Rav Yitzchok Meir of Gur answered because for the next 38 years in the desert they never showed that being unable to do this mitzvah bothered them!
Let’s take a look at what happened next after receiving the command to offer the Korban Pesach in this week’s parsha.
וַיְהִי אֲנָשִׁים אֲשֶׁר הָיוּ טְמֵאִים לְנֶפֶשׁ אָדָם וְלֹא־יָכְלוּ לַעֲשֹׂת־הַפֶּסַח בַּיּוֹם הַהוּא וַיִּקְרְבוּ לִפְנֵי מֹשֶׁה וְלִפְנֵי אַהֲרֹן בַּיּוֹם הַהוּא׃ וַיֹּאמְרוּ הָאֲנָשִׁים הָהֵמָּה אֵלָיו אֲנַחְנוּ טְמֵאִים לְנֶפֶשׁ אָדָם לָמָּה נִגָּרַע לְבִלְתִּי הַקְרִיב אֶת־קׇרְבַּן ה' בְּמֹעֲדוֹ בְּתוֹךְ בְּנֵי יִשְׂרָאֵל
But there were some men who were impure because of a corpse and could not offer the Passover sacrifice on that day.
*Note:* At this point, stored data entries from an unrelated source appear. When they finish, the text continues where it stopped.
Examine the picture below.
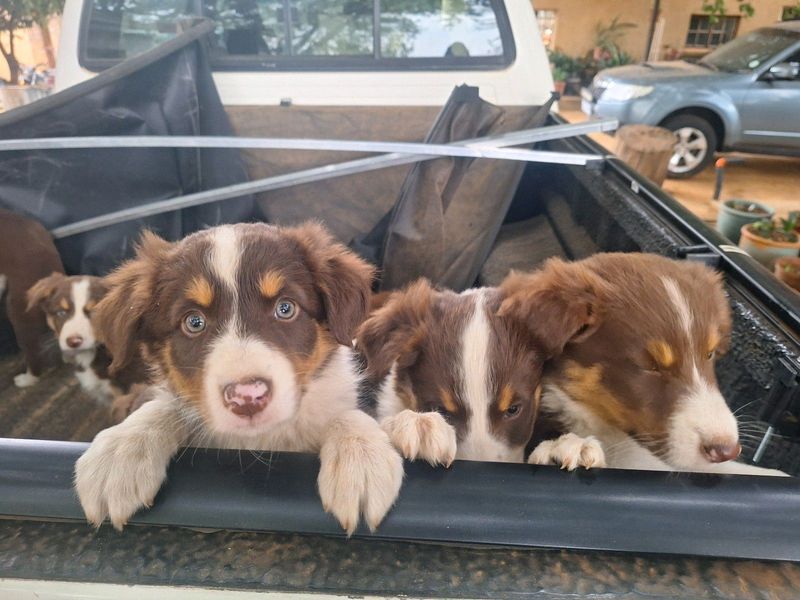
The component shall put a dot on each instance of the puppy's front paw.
(120, 473)
(360, 472)
(422, 435)
(26, 379)
(569, 452)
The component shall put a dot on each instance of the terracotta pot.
(766, 251)
(731, 217)
(787, 269)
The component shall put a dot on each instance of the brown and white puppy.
(458, 375)
(67, 303)
(641, 377)
(248, 329)
(27, 254)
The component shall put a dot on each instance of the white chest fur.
(622, 452)
(99, 389)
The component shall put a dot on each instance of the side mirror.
(782, 72)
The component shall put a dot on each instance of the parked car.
(557, 210)
(742, 96)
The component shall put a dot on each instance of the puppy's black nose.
(722, 452)
(74, 341)
(248, 397)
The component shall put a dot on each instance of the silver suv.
(745, 95)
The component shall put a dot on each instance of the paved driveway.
(773, 180)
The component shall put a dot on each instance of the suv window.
(309, 34)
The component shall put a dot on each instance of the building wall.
(577, 19)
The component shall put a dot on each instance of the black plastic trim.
(335, 63)
(509, 505)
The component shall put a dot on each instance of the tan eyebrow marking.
(200, 291)
(661, 352)
(271, 283)
(447, 401)
(713, 340)
(506, 397)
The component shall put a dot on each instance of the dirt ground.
(772, 180)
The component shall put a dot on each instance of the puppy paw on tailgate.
(120, 473)
(569, 452)
(360, 471)
(422, 435)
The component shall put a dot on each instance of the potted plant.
(767, 241)
(563, 68)
(559, 80)
(787, 269)
(736, 212)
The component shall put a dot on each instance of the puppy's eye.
(285, 309)
(193, 324)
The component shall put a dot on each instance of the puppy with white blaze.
(459, 375)
(640, 375)
(248, 331)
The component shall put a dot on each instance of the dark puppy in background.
(459, 375)
(639, 374)
(27, 254)
(68, 304)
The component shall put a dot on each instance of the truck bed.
(565, 211)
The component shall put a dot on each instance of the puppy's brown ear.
(118, 316)
(43, 289)
(392, 332)
(342, 278)
(561, 303)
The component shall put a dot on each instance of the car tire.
(694, 148)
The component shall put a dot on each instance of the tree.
(14, 15)
(21, 14)
(41, 11)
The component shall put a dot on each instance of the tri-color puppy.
(248, 330)
(458, 375)
(27, 253)
(68, 303)
(639, 375)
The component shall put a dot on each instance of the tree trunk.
(646, 149)
(47, 40)
(11, 60)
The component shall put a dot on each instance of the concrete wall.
(577, 19)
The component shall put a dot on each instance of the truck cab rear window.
(308, 34)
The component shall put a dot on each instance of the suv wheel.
(695, 144)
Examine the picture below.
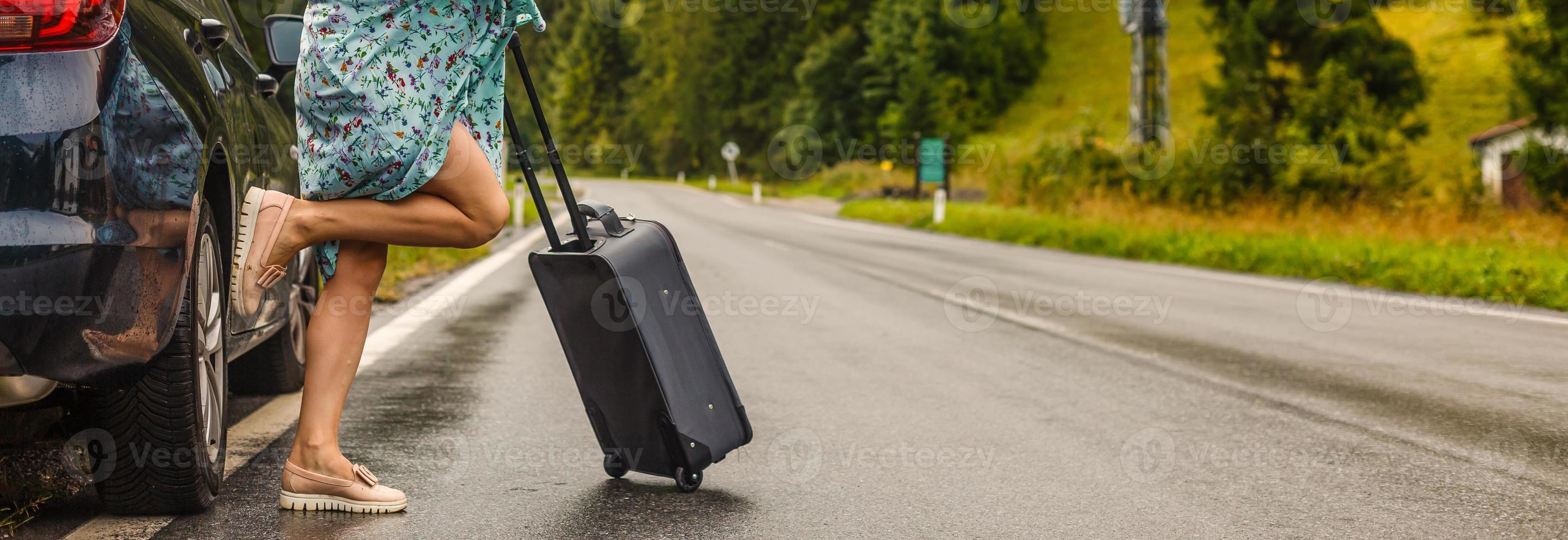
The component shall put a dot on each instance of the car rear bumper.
(96, 188)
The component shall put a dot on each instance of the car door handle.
(214, 32)
(267, 85)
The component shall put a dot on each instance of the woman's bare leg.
(333, 347)
(462, 207)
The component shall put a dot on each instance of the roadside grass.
(16, 515)
(844, 181)
(1462, 55)
(1465, 62)
(1512, 259)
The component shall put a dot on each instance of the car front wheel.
(168, 431)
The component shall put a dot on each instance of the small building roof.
(1481, 138)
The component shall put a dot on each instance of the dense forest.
(675, 80)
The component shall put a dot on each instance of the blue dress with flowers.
(382, 85)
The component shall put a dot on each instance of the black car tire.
(276, 365)
(168, 429)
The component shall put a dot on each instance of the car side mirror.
(283, 43)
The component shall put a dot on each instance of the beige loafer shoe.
(261, 221)
(304, 490)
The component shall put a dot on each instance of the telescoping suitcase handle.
(579, 223)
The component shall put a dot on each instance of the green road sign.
(934, 166)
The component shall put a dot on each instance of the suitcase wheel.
(614, 467)
(687, 481)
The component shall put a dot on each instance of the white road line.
(258, 431)
(1507, 312)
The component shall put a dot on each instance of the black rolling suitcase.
(645, 359)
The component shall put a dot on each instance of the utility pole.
(1150, 94)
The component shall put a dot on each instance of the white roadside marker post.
(516, 204)
(940, 215)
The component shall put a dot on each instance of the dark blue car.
(127, 127)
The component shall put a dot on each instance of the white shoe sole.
(242, 243)
(309, 503)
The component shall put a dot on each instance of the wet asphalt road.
(1056, 395)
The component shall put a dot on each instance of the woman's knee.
(361, 262)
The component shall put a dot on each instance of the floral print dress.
(382, 85)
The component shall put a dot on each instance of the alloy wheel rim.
(209, 347)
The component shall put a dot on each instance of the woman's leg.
(462, 207)
(333, 345)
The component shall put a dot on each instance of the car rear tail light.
(45, 25)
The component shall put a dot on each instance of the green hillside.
(1084, 85)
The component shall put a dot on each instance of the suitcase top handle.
(604, 215)
(579, 223)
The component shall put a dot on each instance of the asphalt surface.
(907, 384)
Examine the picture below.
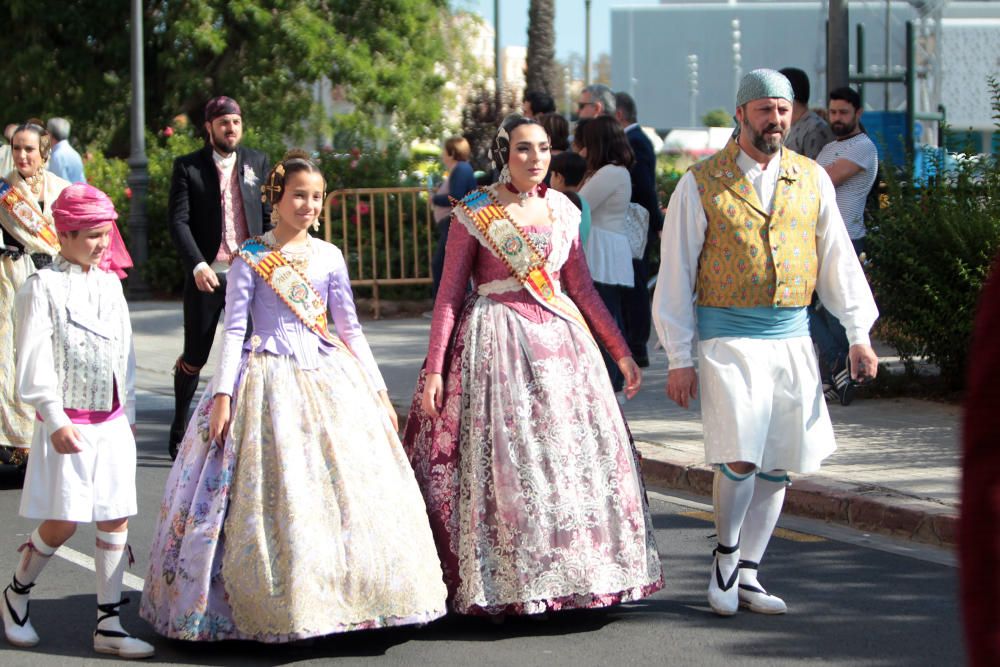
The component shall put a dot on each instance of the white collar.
(224, 162)
(752, 168)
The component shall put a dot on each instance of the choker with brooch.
(537, 191)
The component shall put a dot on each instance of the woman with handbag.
(527, 467)
(607, 188)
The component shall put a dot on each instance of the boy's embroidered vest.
(751, 258)
(90, 349)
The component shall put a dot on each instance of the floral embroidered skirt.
(530, 475)
(307, 522)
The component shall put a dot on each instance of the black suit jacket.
(643, 172)
(195, 206)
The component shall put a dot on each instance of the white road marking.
(832, 531)
(85, 561)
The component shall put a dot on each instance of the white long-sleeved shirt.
(71, 361)
(609, 255)
(840, 283)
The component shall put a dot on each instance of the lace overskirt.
(530, 475)
(307, 522)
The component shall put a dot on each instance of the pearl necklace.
(35, 182)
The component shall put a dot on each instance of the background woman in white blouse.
(608, 189)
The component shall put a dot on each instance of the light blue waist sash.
(758, 322)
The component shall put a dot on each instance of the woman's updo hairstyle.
(44, 140)
(500, 149)
(295, 160)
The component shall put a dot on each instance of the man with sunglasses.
(595, 100)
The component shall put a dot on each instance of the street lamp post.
(737, 56)
(586, 43)
(138, 178)
(498, 98)
(693, 87)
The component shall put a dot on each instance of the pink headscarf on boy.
(82, 206)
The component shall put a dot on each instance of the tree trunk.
(541, 72)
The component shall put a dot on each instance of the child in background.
(76, 368)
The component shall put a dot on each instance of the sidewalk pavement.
(896, 469)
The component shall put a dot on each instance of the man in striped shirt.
(852, 163)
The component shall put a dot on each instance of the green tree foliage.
(541, 65)
(931, 245)
(71, 58)
(717, 118)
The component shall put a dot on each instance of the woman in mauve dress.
(527, 467)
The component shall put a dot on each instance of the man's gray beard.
(222, 150)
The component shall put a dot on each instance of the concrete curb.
(862, 507)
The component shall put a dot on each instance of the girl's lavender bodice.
(276, 329)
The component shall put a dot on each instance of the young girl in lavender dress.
(291, 511)
(515, 435)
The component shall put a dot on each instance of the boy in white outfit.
(75, 366)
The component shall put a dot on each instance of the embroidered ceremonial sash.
(512, 247)
(27, 217)
(291, 286)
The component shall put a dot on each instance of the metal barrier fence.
(385, 235)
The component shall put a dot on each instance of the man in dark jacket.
(215, 204)
(635, 304)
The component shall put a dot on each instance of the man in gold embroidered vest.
(749, 235)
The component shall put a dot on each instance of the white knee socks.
(761, 518)
(732, 492)
(110, 560)
(35, 555)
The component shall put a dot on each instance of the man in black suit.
(215, 205)
(635, 303)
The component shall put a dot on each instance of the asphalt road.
(853, 600)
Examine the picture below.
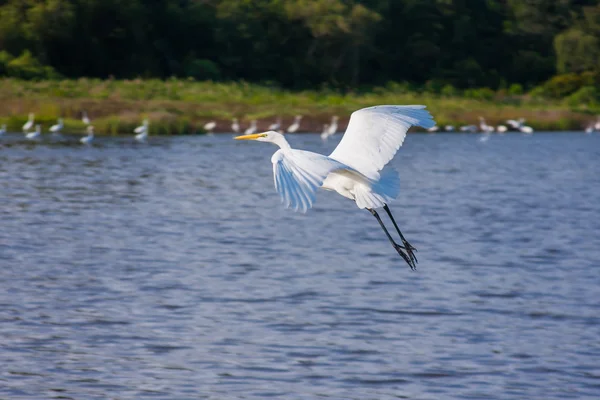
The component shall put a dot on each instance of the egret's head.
(270, 136)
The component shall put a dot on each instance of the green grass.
(183, 106)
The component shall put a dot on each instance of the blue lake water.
(170, 270)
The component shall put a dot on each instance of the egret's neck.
(280, 141)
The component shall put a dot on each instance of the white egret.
(84, 118)
(276, 125)
(325, 132)
(469, 128)
(209, 126)
(35, 135)
(357, 167)
(90, 135)
(57, 128)
(294, 127)
(251, 129)
(29, 124)
(235, 126)
(142, 131)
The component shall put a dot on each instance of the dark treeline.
(303, 43)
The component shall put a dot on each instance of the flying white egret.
(355, 169)
(57, 128)
(29, 124)
(294, 127)
(251, 129)
(142, 131)
(235, 126)
(84, 118)
(209, 126)
(90, 135)
(276, 125)
(35, 135)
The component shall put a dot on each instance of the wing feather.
(298, 174)
(375, 134)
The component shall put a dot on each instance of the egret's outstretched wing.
(298, 174)
(375, 134)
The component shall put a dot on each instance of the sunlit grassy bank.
(183, 106)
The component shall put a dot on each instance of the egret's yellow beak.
(250, 137)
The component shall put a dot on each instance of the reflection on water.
(170, 270)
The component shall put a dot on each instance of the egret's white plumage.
(355, 169)
(235, 126)
(29, 124)
(251, 129)
(57, 128)
(296, 125)
(35, 135)
(90, 135)
(142, 131)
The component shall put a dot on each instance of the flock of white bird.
(33, 131)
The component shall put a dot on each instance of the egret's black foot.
(410, 250)
(406, 257)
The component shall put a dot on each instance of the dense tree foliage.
(303, 43)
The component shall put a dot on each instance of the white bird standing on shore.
(142, 131)
(209, 126)
(296, 125)
(90, 135)
(57, 128)
(35, 135)
(84, 118)
(251, 129)
(276, 125)
(357, 167)
(235, 126)
(29, 124)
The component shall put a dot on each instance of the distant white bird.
(332, 130)
(209, 126)
(90, 135)
(57, 128)
(484, 126)
(235, 126)
(84, 118)
(357, 167)
(251, 129)
(29, 124)
(276, 125)
(142, 131)
(325, 132)
(35, 135)
(469, 128)
(294, 127)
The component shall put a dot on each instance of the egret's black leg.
(409, 248)
(398, 248)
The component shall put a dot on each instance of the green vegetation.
(183, 106)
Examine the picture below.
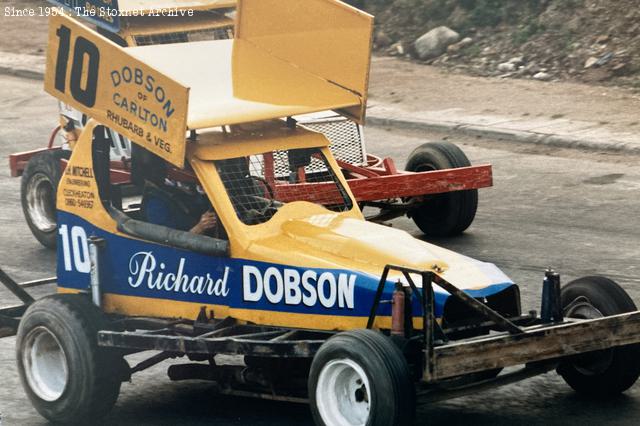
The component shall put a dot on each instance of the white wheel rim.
(45, 364)
(343, 394)
(41, 202)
Appearing that same day before Moses and Aaron, those men said to them, "Impure though we are by reason of a corpse, why must we be debarred from presenting the LORD’s offering at its set time with the rest of the Israelites?" (9:6-7)
One who has become tameh (ritually impure) through contact with a corpse may not partake of the Korban Pesach. Those people were exempt from the obligation to bring this sacrifice. Nonetheless they were terribly bothered by the fact that they were left out of this mitzvah. They were so bothered that they came to plead their case before Moshe and Aharon. G-d’s response to them was the mitzvah of Pesach Sheni, the second chance to bring the Korban Pesach on the 14th day of the month of Iyar if one was unable to bring it on the 14th day of the month of Nisan. Following this though we don’t hear a sound of complaint for the next 38 years about being unable to bring the Korban Pesach. The complacency that developed within the Jewish people was not how the Torah wanted to begin the Book of Bamidbar.
We all receive many requests for Tzedaka (charity) in the mail or online. Clearly we can’t respond to them all. But does it bother us that we can’t help a person in need? Actually, there are such people. A woman from our shul used to say to me broken-hearted, “Rabbi, what should I do? I just can’t answer all those (tzedaka) letters! What should I do?”
Those impure people in this week’s parsha were not complacent about being unable to perform the mitzvah of Korban Pesach. From them we can take a very important lesson. Yearning to do a mitzvah and not becoming complacent is the greatest merit for becoming able and blessed to do that mitzvah.